There is no web-based GUI to operate the receiver's entertainment functions (playback from sources, volume, input selection, etc). There is a web-based GUI that you get if you type in the unit's LAN IP address, but it only controls a few configuration settings you'll almost never care about. The only way to control the unit over the network for entertainment is to use one of the mobile apps.
No. Compare for example to the Denon AVR-E400 which is a 7.1 receiver, where you have the option of running it in 5.1 mode, plus having a pair of "Assignable" outputs which you can use to power your "Zone 2" speakers -- in other words you could use the E400 to run 5 speakers plus a powered subwoofer inside the house, and then use the other two "assignable" outputs, instead of using them for 7.1 "Surround Back L+R" you use them for your stereo outdoor L+R speakers. Being able to use two outputs of a 7.1 receiver to instead power a remote pair of loudspeakers is a common feature of 7.1 receivers, but not of 5.1 receivers like the E300.
Yes, you can hook up a turntable to this unit. It has left and right channel audio inputs that are assignable. However these are not phono inputs which means you might need a phono pre-amp connected between the Denon E300 and your turntable.
The receiver has only a wired Ethernet port, but there are two ways to not have to run an Ethernet cable all the way to the router.
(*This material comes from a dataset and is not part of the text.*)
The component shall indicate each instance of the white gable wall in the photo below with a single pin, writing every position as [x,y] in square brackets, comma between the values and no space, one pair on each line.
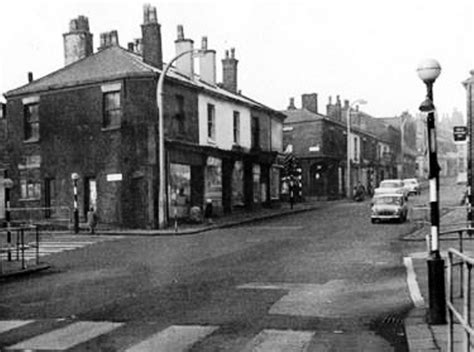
[224,112]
You can easily buy a cheap wifi bridge that would plug into the Ethernet port and provide an antenna to connect to your wireless network with no drivers needed (Many cheap/used wifi routers can also be put into bridge mode to serve the same purpose). I am using powerline networking to carry the network from the router into the nearest power outlet, and then out of the power outlet by the home entertainment cabinet to a switch that serves all components that need Internet.
This receiver has a line level output for the subwoofer, so you will need an active subwoofer or an amplifier for the subwoofer. There are a lot of controls in the software including bandpass filter type, crossover frequency and level. It will also roll off the low frequencies of your high pass speakers if you select that function.
I used half of an inexpensive RCA cable that was in a drawer. It was probably a cable that came with something I had purchased. I connected it between the subwoofer output of the receiver and the input of the subwoofer amplifier. I will replace this cable with a higher quality RCA cable later. I still have some tweaking of the system but for now the system sounds great.
I would recommend purchasing a good quality cable and a well shielded one if the length is much more than a meter, but no need to look for a special subwoofer cable. If a cable will carry a full bandwidth signal it can handle a subwoofer with no problem, and you won't do any damage if you use any RCA to RCA cable that is in good working order.